Prior to the announcement, developers had coalesced around Meta’s LLaMA model which had always been a somewhat tenuous situation. It was initially only available to select researchers before it was leaked to the public. Since then, the company hasn’t been entirely clear in its messaging. On one hand, Mark Zuckerberg has expressed a desire to commodify generative AI through open source contributions. On the other hand, they have been issuing DMCA takedown requests for seemingly innocuous projects that incorporate LLaMA.

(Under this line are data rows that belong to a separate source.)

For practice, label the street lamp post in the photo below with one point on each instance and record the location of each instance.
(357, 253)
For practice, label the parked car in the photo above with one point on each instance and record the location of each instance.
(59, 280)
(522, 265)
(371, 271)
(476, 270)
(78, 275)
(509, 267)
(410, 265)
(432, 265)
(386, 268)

Now, two months after StableLM’s launch, it has become clear how difficult it is to redirect inertia. The open source community has continued contributing to LLaMA and development on StableLM has stalled. As I write this, there have been no updates to the StableLM code since April.
Well, it seems like Meta might be on the verge of announcing a successor to LLaMA with a more permissive license, allowing for commercial use.
Sylvia Varnham O’Regan, Jon Victor, and Amir Efrati, The Information:
Meta is working on ways to make the next version of its open-source large-language model—technology that can power chatbots like ChatGPT—available for commercial use, said a person with direct knowledge of the situation and a person who was briefed about it. The move could prompt a feeding frenzy among AI developers eager for alternatives to proprietary software sold by rivals Google and OpenAI.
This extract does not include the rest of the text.